By Rex Mphisa

BUSINESS came to a complete standstill from 11am to late in the evening on Thursday after an electricity outage and generator failure on the South African side of Beitbridge.

It is understood the fault developed during a routine maintenance exercise by SA power utility Eskom.

Traffic to SA and from that country remained stuck in the border because travellers could not be processed electronically.

On the Zimbabwean side travellers were advised of the delays ahead.

The situation was the same on the Customs and Excise commercial sections of the SA border where goods processing was impossible.

All systems on the SA side, just like the Zimbabwean side, are electronic.

Beitbridge Regional Immigration Officer Joshua Chibundu said his SA counterparts came to update him of the development that delayed thousands of travellers leaving them stranded at Beitbridge.

“Immigration is not functional.because of power issues, they came to my office,” said Chibundu.

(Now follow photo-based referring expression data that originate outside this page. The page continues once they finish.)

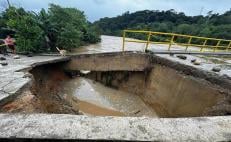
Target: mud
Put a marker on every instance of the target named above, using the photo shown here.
(168, 92)
(164, 89)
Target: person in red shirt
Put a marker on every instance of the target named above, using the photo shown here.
(10, 43)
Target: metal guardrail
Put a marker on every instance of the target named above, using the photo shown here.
(172, 36)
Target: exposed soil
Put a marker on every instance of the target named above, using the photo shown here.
(159, 91)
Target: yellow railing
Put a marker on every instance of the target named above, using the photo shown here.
(225, 46)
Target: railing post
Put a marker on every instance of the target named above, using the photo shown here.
(189, 42)
(227, 49)
(170, 44)
(148, 41)
(218, 43)
(124, 36)
(204, 44)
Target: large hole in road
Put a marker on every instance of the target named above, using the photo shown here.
(157, 92)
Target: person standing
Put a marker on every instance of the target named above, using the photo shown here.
(10, 43)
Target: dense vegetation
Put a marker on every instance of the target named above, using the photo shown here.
(66, 28)
(212, 25)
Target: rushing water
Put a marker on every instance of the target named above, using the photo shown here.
(97, 99)
(113, 44)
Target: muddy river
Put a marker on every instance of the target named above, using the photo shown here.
(113, 44)
(143, 93)
(96, 99)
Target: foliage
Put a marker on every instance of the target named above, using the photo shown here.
(212, 25)
(66, 28)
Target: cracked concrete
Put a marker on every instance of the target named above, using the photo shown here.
(62, 126)
(59, 126)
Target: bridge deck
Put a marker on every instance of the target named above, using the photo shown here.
(188, 52)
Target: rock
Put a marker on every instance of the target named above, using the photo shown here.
(197, 63)
(182, 57)
(4, 63)
(193, 60)
(216, 69)
(2, 58)
(16, 57)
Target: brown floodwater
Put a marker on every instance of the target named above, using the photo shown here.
(96, 99)
(113, 44)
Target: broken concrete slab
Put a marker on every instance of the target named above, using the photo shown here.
(12, 76)
(72, 127)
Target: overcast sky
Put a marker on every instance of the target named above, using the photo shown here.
(96, 9)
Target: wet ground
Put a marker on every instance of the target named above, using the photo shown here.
(85, 96)
(97, 99)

Investigations by Ziyah News Network established that SA had been caught flat footed by the electricity outage.

A message shared to stakeholders by the SA Revenue services said they had been failed by power.

“Please note that we do not have power at commercial and our backup generator failed to start. Electricians are attending to the matter. Services offered inside the commercial building will resume once power is restored.”

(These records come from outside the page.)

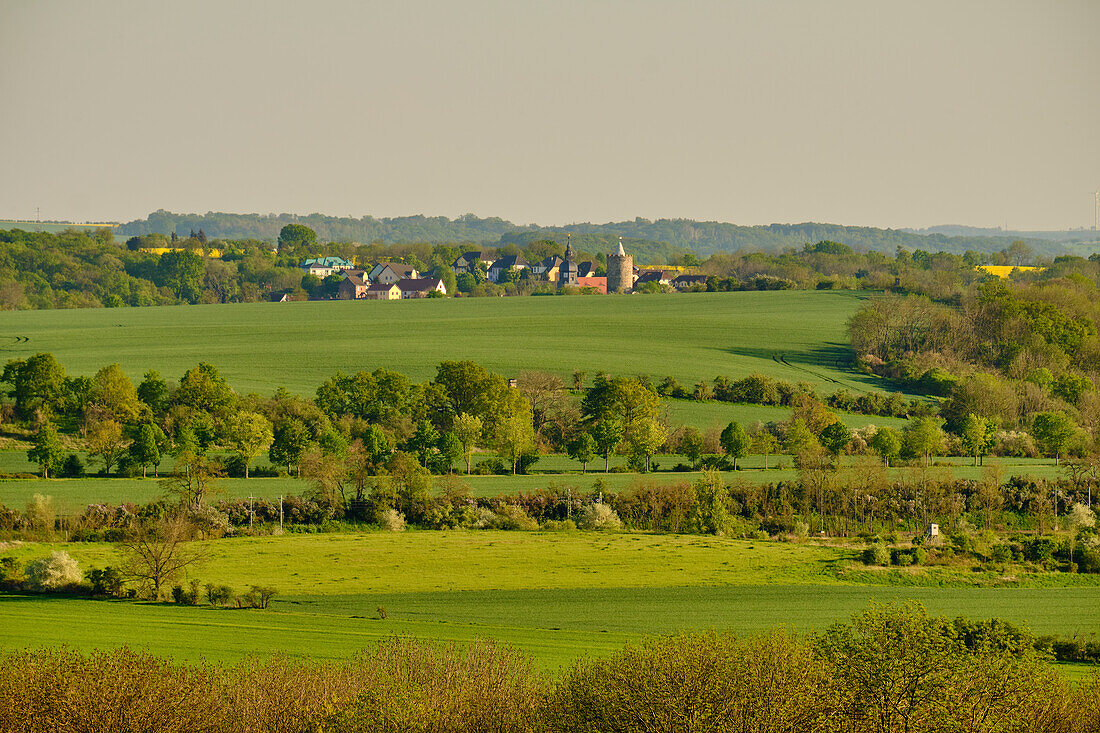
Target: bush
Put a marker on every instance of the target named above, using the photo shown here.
(598, 516)
(73, 468)
(391, 520)
(1000, 553)
(106, 582)
(877, 555)
(58, 571)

At 1800hrs power was yet to be restored in the border while the crowds wishing to leave SA for Zimbabwe kept swelling.

Not a single car was processed to and from SA from 11am to around 10pm.

Frustrated travellers frowned at the poor handling of affairs with many asking why SA relied on a single generator for its busiest land port.

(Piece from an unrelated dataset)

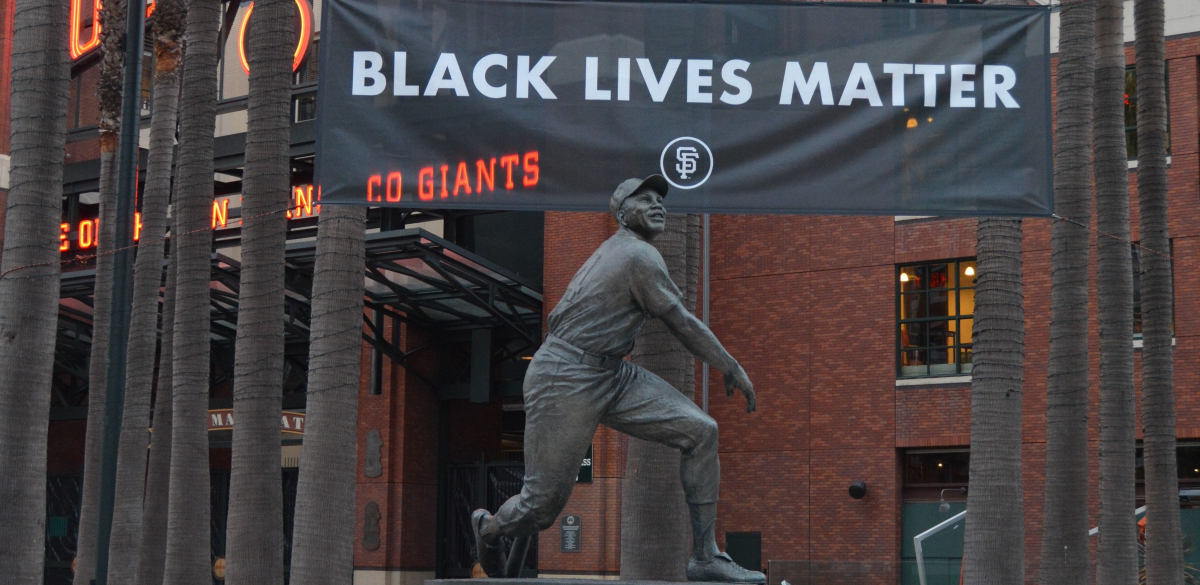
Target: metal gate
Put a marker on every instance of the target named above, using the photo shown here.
(468, 488)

“It is frustrating and might as well be a work of sabotage. This is their busiest land port and is this even possible for such a sophisticated country? Does it mean the managers at the border do not inspect their equipment? Some have overstayed and should be moved,” said a frustrated regular traveller to Musina.

“This is the same organisation which fails to run a generator but deploys sophisticated machinery against border jumpers? This is a first!”

SA Revenue Services was said to have come back online at around 2000 hrs but that was helpless because immigration was still offline.